All used combinations must be declared below, and the list must be manually maintained. The tags are ordered alphabetically, both the list and the semantic values within one tag.
Tag | Explanation |
---|---|
+MWE | multi word expressions, goes to abbr |
Use the following flag diacritics to control downcasing of derived proper nouns (e.g. Finnish Pariisi -> pariisilainen). See e.g. North Sámi for how to use these flags.
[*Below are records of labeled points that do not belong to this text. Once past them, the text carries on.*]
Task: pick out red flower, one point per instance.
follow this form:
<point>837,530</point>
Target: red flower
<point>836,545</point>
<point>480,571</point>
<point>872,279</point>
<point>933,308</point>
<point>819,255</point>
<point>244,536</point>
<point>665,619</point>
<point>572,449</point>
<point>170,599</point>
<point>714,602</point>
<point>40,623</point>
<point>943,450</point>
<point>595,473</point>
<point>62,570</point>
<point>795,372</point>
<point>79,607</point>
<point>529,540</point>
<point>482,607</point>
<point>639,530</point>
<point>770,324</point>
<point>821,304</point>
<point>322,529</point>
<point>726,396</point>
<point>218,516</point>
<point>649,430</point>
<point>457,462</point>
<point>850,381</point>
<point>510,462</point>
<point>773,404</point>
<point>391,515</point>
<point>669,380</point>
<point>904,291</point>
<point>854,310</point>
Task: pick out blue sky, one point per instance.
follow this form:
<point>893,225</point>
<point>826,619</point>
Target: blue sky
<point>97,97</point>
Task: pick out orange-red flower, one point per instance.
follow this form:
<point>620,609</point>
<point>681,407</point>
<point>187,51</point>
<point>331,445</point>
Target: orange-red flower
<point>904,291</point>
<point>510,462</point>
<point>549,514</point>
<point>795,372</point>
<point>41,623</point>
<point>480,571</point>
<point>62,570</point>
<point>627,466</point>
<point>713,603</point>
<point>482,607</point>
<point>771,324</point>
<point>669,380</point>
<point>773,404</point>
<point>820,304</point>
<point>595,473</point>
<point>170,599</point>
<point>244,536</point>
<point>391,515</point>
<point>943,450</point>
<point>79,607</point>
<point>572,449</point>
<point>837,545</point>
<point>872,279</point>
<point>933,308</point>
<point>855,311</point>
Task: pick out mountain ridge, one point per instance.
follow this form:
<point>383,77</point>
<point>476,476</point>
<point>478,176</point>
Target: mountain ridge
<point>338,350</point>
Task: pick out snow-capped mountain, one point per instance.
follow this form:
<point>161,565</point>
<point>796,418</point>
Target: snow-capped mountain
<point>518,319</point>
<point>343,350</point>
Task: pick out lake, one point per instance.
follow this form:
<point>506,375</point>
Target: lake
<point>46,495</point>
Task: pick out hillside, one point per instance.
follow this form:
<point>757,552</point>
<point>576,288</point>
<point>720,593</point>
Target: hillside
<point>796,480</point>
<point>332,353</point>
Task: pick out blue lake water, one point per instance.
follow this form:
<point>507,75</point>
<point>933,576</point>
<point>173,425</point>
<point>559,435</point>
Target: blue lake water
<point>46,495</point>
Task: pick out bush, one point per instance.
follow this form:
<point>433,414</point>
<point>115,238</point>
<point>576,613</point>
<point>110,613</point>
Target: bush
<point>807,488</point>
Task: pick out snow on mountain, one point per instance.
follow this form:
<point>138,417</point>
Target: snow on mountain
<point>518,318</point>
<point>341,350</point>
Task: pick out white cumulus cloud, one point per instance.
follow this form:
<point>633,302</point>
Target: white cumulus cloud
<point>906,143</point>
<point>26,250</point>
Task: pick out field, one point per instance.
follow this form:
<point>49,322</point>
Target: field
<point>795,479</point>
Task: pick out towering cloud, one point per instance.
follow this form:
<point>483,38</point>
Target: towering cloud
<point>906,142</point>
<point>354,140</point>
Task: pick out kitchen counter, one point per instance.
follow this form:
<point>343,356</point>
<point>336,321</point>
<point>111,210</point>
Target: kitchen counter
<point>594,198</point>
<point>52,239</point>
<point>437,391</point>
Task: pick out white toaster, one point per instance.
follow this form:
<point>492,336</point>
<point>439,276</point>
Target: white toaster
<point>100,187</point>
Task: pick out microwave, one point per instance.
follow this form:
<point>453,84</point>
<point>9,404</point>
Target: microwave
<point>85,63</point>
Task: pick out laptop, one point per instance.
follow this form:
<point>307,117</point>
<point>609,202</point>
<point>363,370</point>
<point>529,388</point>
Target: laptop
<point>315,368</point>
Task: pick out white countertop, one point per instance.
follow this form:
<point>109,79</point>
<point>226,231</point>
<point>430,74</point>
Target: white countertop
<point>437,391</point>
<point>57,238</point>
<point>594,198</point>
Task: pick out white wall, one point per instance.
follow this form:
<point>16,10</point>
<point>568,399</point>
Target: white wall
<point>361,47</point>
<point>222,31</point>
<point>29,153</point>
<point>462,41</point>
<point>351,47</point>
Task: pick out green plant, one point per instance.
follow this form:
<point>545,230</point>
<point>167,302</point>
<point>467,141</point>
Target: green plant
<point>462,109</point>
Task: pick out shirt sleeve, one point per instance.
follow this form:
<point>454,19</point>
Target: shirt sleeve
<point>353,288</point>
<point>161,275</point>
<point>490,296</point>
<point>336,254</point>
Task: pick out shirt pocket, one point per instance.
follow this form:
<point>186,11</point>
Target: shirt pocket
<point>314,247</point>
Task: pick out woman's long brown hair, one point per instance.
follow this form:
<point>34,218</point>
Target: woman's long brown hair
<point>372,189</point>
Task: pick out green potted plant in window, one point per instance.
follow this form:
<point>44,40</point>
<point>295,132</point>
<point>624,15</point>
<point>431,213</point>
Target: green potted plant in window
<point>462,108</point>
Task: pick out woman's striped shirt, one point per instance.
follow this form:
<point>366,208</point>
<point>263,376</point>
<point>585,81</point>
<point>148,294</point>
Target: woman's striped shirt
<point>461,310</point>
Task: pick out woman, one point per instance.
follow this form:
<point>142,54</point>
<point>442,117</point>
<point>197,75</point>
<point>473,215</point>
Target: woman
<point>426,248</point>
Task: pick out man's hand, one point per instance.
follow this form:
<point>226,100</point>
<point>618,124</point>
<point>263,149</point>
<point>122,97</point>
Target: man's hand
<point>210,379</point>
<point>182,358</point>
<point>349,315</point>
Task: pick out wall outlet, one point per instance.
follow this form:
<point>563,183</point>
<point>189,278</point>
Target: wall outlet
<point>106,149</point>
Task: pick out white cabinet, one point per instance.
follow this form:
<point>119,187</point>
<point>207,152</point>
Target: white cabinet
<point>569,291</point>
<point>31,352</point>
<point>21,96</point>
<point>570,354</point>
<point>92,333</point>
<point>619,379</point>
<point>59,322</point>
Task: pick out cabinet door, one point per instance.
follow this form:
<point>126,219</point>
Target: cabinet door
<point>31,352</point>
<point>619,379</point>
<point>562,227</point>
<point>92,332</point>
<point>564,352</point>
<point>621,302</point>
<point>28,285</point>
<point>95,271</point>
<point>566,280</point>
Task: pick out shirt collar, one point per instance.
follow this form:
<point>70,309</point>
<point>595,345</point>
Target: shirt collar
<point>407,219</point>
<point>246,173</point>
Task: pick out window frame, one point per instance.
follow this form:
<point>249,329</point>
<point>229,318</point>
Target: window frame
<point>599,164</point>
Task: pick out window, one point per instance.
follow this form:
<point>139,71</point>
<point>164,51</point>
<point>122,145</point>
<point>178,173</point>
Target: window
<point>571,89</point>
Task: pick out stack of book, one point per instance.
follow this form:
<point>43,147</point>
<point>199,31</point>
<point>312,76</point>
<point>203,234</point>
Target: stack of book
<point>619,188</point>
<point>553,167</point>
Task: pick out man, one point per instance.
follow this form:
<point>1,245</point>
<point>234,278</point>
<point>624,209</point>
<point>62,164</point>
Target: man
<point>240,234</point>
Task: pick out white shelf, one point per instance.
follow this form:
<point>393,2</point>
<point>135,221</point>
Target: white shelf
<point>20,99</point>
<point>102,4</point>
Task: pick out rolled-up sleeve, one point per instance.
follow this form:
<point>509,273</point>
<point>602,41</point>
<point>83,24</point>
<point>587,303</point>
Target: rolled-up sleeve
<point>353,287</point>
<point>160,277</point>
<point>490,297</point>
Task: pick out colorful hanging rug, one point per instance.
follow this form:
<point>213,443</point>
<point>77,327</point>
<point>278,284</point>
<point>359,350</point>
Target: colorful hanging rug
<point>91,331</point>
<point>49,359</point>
There exists a ready-made regex that will do the actual down-casing given the proper use of these flags.
Flag | Explanation |
---|---|
@P.Px.add@ | Giving possibility for Px-suffixes (all except from Nom 3.p) |
@R.Px.add@ | Requiring P.Px.add-flag for Px-suffixes (all except from Nom 3.p) |
@P.Nom3Px.add@ | Giving possibility for Px-suffixes Nom 3.p |
@R.Nom3Px.add@ | Requiring P.Nom3Px.add flag for Px-suffixes Nom 3.p |
@P.Pmatch.Backtrack@ | Used on single-token analyses; tell hfst-tokenise/pmatch to backtrack by reanalysing the substrings before and after this poin in the form (to find combinations of shorter analyses that would otherwise be missed) |
@D.ErrOrth.ON@ | asdf |
@C.ErrOrth@ | asdf |
@P.ErrOrth.ON@ | asdf |
Derivations in the same position are mutually exclusive (can not be combined), whereas tags in different positions can be combined, so that position 1 derivations must precede position 2 derivations, and so on.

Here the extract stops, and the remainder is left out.